Parlamentarische Hängepartie Lib Dems als mögliche Königsmacher
05.05.2010, 10:49 UhrTories gegen Labour: Die "Politik eines Rennens zweier Pferde" ist vorbei. Bei der Parlamentswahl in Großbritannien droht ein "hung parliament". Davon könnte Brown aber auch profitieren.

Lib Dem-Chef Clegg gefällt sich in seiner Rolle als Königsmacher.
(Foto: REUTERS)
Politikwissenschaftler halten dem britischen Wahlrecht zu Gute, dass es klare Mehrheiten hervorbringt. Keine langwierigen Regierungsbildungen, keine wackeligen Bündnisse, kein Dauerstreit unter Koalitionspartnern. Dafür wird auch in Kauf genommen, dass die Ergebnisse zu Gunsten der großen Parteien - den konservativen Tories und der sozialdemokratischen Labour - verzerrt werden. Bei der Parlamentswahl droht allerdings ein "hung parliament" - eine parlamentarische Hängepartie, bei der keine Partei die nötige Mehrheit an Sitzen hat.
Die neue Unübersichtlichkeit im politischen System Großbritanniens ist vor allem eine Folge des Aufstiegs der dritten politischen Kraft des Landes, der Liberaldemokraten. Deren telegener Spitzenkandidat Nick Clegg überzeugte in den erstmals abgehaltenen TV-Debatten und bot sich politikverdrossenen Wählern als Alternative zu den etablierten Parteien an. In den meisten Umfragen schoben sich die Lib Dems vorbei an der regierenden Labour-Partei und nur knapp hinter den Tories auf den zweiten Rang. Wegen der Eigenarten des britischen Wahlrechts könnte sich Premierminister Gordon Brown dennoch eine weitere Amtszeit sichern.

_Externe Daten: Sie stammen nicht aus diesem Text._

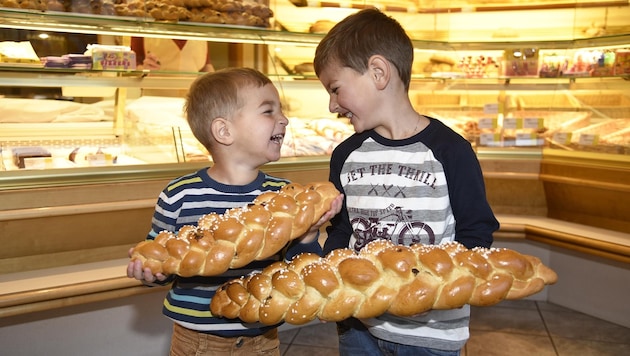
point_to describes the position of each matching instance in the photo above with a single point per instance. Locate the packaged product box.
(112, 57)
(521, 62)
(113, 60)
(622, 62)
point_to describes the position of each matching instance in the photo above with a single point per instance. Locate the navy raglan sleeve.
(475, 221)
(340, 230)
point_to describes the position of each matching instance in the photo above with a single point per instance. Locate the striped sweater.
(425, 189)
(183, 202)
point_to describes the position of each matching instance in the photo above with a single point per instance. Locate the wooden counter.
(33, 291)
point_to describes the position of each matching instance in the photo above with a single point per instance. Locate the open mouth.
(277, 138)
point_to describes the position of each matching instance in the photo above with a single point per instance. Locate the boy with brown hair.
(236, 114)
(406, 177)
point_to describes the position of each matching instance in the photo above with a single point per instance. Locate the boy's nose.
(333, 107)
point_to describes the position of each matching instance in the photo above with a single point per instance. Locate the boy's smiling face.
(259, 126)
(350, 94)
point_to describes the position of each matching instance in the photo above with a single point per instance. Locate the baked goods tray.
(437, 6)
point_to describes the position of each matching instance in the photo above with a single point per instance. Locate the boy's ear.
(220, 129)
(380, 70)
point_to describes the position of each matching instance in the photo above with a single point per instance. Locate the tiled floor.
(514, 328)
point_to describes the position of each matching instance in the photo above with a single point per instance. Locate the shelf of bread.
(437, 6)
(431, 25)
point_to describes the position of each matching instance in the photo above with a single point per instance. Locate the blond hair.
(355, 39)
(215, 95)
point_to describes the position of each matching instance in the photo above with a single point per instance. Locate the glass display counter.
(104, 151)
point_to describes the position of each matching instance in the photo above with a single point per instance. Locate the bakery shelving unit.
(539, 194)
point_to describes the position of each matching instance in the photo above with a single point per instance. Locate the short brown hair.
(355, 39)
(215, 95)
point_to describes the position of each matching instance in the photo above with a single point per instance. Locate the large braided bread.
(382, 278)
(240, 235)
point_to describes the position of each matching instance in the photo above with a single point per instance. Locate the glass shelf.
(147, 27)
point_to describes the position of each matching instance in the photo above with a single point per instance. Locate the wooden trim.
(101, 290)
(72, 300)
(619, 187)
(34, 213)
(579, 243)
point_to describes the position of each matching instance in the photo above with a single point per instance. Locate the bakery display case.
(101, 150)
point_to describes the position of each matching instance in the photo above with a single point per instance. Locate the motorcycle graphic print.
(394, 225)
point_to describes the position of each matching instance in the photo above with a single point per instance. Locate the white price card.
(491, 108)
(527, 139)
(512, 123)
(563, 138)
(489, 139)
(588, 139)
(533, 123)
(487, 123)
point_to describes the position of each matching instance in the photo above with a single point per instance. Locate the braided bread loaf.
(240, 235)
(382, 278)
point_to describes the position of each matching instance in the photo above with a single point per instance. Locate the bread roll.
(240, 235)
(382, 278)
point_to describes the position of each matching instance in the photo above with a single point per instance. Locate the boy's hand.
(135, 270)
(151, 62)
(335, 208)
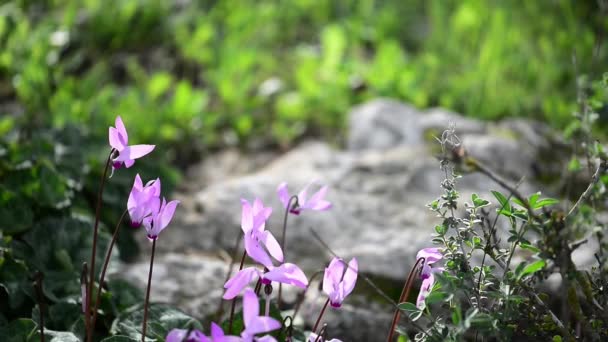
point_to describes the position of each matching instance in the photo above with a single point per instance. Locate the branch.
(601, 168)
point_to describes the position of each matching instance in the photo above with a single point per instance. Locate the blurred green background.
(198, 75)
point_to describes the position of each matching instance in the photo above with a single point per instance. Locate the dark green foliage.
(161, 319)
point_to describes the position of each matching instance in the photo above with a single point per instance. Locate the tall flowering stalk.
(142, 203)
(338, 282)
(295, 204)
(155, 223)
(121, 154)
(262, 247)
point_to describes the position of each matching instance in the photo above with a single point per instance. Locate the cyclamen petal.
(289, 274)
(425, 290)
(251, 307)
(179, 335)
(272, 245)
(160, 218)
(120, 127)
(315, 202)
(430, 255)
(217, 335)
(338, 283)
(254, 217)
(116, 141)
(130, 153)
(239, 281)
(350, 276)
(124, 155)
(255, 324)
(283, 194)
(166, 213)
(143, 200)
(254, 248)
(262, 324)
(315, 338)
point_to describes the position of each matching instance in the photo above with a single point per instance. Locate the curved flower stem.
(144, 324)
(314, 329)
(404, 295)
(233, 306)
(40, 298)
(89, 327)
(303, 295)
(293, 199)
(105, 267)
(220, 307)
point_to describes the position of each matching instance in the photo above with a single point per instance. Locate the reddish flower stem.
(220, 307)
(314, 329)
(89, 327)
(40, 298)
(287, 209)
(233, 306)
(303, 296)
(145, 322)
(105, 267)
(404, 295)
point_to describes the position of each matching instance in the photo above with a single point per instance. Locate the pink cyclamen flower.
(431, 255)
(255, 324)
(259, 244)
(338, 283)
(217, 335)
(159, 219)
(315, 202)
(119, 140)
(143, 200)
(286, 273)
(179, 335)
(254, 217)
(316, 338)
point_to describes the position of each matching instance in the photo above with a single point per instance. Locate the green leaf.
(574, 165)
(545, 202)
(504, 207)
(119, 338)
(529, 247)
(14, 278)
(456, 315)
(19, 330)
(411, 310)
(17, 216)
(436, 297)
(57, 336)
(161, 319)
(532, 268)
(479, 202)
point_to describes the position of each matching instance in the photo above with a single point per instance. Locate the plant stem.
(303, 296)
(267, 304)
(404, 295)
(288, 207)
(144, 324)
(314, 329)
(233, 306)
(220, 307)
(40, 297)
(89, 328)
(105, 267)
(601, 168)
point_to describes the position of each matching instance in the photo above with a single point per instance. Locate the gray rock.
(379, 187)
(194, 283)
(391, 122)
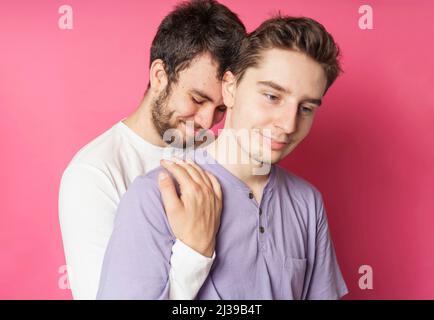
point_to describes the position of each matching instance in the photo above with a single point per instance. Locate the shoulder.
(142, 202)
(296, 185)
(145, 190)
(103, 149)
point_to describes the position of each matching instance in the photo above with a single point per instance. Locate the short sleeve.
(137, 261)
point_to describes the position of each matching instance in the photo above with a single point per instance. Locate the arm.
(87, 206)
(326, 282)
(137, 261)
(88, 202)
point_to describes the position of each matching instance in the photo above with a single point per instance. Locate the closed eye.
(200, 102)
(306, 110)
(271, 97)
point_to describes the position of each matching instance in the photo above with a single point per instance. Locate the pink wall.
(370, 151)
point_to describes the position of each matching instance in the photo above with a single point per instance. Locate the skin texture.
(196, 96)
(277, 99)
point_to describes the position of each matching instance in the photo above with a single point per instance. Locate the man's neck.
(140, 121)
(243, 171)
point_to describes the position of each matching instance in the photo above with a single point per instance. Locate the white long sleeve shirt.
(90, 191)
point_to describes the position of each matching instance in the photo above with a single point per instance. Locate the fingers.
(201, 172)
(169, 196)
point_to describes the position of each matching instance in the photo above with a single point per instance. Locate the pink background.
(370, 151)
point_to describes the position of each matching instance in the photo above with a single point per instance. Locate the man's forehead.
(291, 70)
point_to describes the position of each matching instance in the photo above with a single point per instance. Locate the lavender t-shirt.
(277, 249)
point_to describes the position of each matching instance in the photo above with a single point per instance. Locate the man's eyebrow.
(314, 101)
(273, 85)
(277, 87)
(202, 94)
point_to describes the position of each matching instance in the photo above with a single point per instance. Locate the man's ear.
(228, 89)
(157, 75)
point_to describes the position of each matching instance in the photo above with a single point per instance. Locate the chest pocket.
(292, 281)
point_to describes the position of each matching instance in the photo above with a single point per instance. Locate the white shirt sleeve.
(88, 203)
(189, 270)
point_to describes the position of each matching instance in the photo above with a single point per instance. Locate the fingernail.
(167, 161)
(176, 160)
(162, 176)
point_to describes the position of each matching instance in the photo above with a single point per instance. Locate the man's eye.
(197, 101)
(306, 110)
(271, 97)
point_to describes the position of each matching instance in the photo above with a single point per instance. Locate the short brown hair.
(296, 33)
(195, 27)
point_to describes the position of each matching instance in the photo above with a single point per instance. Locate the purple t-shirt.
(277, 249)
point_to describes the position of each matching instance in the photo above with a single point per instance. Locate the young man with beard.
(273, 240)
(193, 46)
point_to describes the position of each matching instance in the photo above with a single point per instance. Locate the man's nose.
(287, 120)
(204, 117)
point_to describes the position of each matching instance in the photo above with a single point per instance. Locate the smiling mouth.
(275, 145)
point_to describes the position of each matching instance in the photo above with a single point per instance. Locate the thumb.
(169, 196)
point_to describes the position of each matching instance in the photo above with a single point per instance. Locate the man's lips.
(275, 144)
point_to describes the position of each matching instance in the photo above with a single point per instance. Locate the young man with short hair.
(193, 46)
(273, 240)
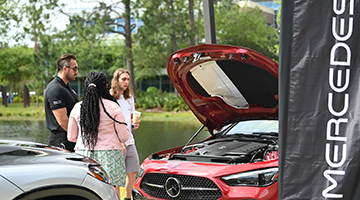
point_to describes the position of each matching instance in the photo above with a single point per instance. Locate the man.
(59, 99)
(122, 92)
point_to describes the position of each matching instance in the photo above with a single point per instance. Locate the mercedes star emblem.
(172, 186)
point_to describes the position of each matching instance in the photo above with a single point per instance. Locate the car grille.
(171, 186)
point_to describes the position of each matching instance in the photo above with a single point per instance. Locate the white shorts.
(131, 156)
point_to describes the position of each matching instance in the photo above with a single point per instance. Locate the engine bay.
(234, 149)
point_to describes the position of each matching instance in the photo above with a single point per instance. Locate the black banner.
(320, 100)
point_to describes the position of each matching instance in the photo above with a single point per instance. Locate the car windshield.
(255, 126)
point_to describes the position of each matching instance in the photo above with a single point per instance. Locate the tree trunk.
(4, 96)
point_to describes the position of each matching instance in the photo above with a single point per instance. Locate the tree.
(16, 66)
(167, 28)
(245, 27)
(108, 16)
(9, 20)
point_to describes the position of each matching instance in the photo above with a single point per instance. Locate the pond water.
(150, 137)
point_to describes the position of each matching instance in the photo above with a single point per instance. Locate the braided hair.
(95, 89)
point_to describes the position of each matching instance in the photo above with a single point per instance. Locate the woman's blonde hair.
(115, 84)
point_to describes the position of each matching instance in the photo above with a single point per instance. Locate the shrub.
(18, 99)
(155, 98)
(33, 99)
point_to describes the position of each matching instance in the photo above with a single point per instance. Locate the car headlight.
(263, 177)
(99, 173)
(141, 171)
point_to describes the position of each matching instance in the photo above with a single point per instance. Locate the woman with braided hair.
(97, 125)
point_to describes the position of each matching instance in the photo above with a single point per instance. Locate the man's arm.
(61, 117)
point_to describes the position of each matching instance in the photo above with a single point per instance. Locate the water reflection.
(152, 136)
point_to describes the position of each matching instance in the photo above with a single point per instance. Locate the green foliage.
(33, 99)
(155, 98)
(166, 29)
(18, 99)
(17, 111)
(9, 20)
(245, 27)
(16, 64)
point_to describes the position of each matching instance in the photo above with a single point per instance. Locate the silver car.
(31, 170)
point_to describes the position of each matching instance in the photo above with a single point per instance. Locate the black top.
(58, 95)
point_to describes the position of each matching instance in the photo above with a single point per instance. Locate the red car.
(233, 91)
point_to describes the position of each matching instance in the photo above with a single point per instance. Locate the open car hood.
(222, 83)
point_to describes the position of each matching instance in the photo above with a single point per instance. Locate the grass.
(16, 111)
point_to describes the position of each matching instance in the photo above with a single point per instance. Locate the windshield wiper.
(197, 132)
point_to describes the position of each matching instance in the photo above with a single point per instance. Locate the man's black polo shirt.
(58, 95)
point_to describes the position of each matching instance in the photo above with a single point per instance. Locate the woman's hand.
(123, 147)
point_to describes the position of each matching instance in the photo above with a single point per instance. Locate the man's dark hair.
(65, 60)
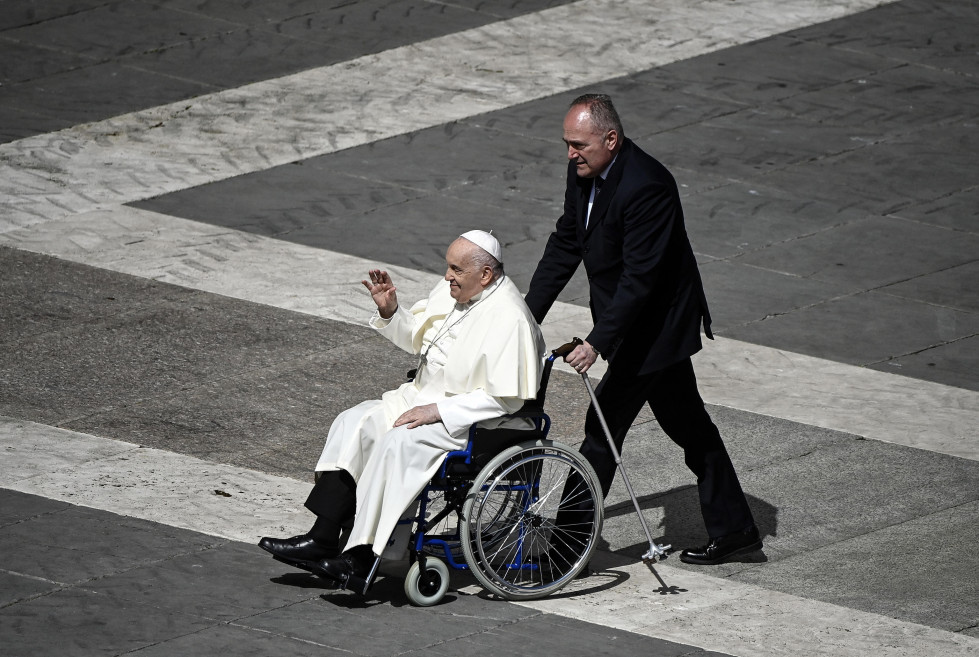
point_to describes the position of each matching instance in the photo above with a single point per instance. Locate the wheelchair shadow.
(387, 589)
(682, 524)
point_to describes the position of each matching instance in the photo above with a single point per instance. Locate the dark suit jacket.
(647, 299)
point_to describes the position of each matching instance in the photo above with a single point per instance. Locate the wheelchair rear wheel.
(531, 520)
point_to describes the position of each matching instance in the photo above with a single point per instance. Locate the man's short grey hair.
(481, 258)
(603, 114)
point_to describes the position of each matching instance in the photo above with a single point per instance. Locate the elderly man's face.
(588, 147)
(466, 279)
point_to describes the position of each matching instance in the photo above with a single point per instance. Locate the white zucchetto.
(486, 242)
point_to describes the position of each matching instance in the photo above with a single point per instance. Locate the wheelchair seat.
(521, 511)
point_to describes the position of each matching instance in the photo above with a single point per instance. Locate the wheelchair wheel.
(425, 589)
(531, 520)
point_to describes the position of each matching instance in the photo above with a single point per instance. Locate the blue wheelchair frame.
(455, 478)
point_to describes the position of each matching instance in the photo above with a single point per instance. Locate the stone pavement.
(180, 312)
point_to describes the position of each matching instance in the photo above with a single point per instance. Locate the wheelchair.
(519, 510)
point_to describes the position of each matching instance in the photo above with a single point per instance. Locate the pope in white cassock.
(481, 354)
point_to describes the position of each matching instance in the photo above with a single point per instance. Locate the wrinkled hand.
(419, 415)
(383, 292)
(582, 357)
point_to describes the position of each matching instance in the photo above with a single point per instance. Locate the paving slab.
(105, 584)
(910, 327)
(937, 34)
(857, 573)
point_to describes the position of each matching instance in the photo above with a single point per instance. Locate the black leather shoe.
(723, 548)
(353, 569)
(298, 551)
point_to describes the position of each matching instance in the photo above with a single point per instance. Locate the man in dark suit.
(622, 218)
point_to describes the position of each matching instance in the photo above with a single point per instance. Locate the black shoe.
(723, 548)
(354, 569)
(298, 551)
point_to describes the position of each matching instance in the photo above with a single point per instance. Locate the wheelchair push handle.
(566, 348)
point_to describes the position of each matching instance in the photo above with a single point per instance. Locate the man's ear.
(611, 139)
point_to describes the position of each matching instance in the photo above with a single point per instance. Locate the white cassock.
(482, 360)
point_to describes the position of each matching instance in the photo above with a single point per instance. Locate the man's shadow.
(683, 526)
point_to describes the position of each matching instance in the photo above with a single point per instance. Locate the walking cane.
(656, 551)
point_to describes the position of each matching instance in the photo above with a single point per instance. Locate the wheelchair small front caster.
(427, 588)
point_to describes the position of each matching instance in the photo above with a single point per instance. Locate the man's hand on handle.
(582, 357)
(383, 292)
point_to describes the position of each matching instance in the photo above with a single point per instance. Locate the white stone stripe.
(251, 128)
(748, 377)
(239, 504)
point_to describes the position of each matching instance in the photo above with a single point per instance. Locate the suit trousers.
(675, 401)
(334, 501)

Wie bei einem Pferderennen
Im Prinzip geht es bei der Parlamentswahl in Großbritannien zu wie bei einem Pferderennen: Derjenige Kandidat, der seinen Kopf zuerst an der Zielmarkierung vorbeischiebt, ist im sogenannten first-past-the-post-System gewählt. Da jeder Wahlkreis nur einen Abgeordneten nach London schickt, gehen alle anderen Kandidaten leer aus - auch wenn nur eine Stimme den Sieger vom Zweitplatzierten trennt.

Gordon Brown könnte von einer parlamentarischen Hängepartie profitieren.
(Foto: REUTERS)
Die Konservativen, deren Hochburgen vorwiegend im bevölkerungsreichen Osten und Südosten Englands liegen, können insgesamt in weniger Wahlkreisen mit einem Sieg rechnen als die Labour-Partei mit ihrer geografisch weiter gestreuten Anhängerschaft. Zugleich sind die Tories Opfer der Bevölkerungsverlagerung von den Innenstädten in betuchte Vororte, was konservative Wähler auf relativ wenige begrenzte Regionen konzentriert. Der Zuschnitt der Wahlbezirke im Vereinigten Königreich wird nur alle zwölf Jahre an die veränderte Bevölkerungsverteilung angepasst.
Browns Chance: ein "hung parliament"
Nach einer Berechnung der Universität Plymouth müssten die Konservativen landesweit bis zu zehn Punkte Vorsprung auf Labour haben, um sich die absolute Mehrheit im Parlament zu sichern. Auch die Liberaldemokraten erhalten oft nur einen Bruchteil der Sitze, die sie bei einem Verhältniswahlrecht wie in Deutschland erlangen würden. Schon bei den Unterhauswahlen 2005 zeigten sich die Nachteile des reinen Mehrheitswahlrechts deutlich: Damals kam die Labour-Partei auf 36 Prozent der Stimmen, die Tories auf 32,3 Prozent. Dennoch stellte Labour 353 Abgeordnete, die Konservativen nur 196.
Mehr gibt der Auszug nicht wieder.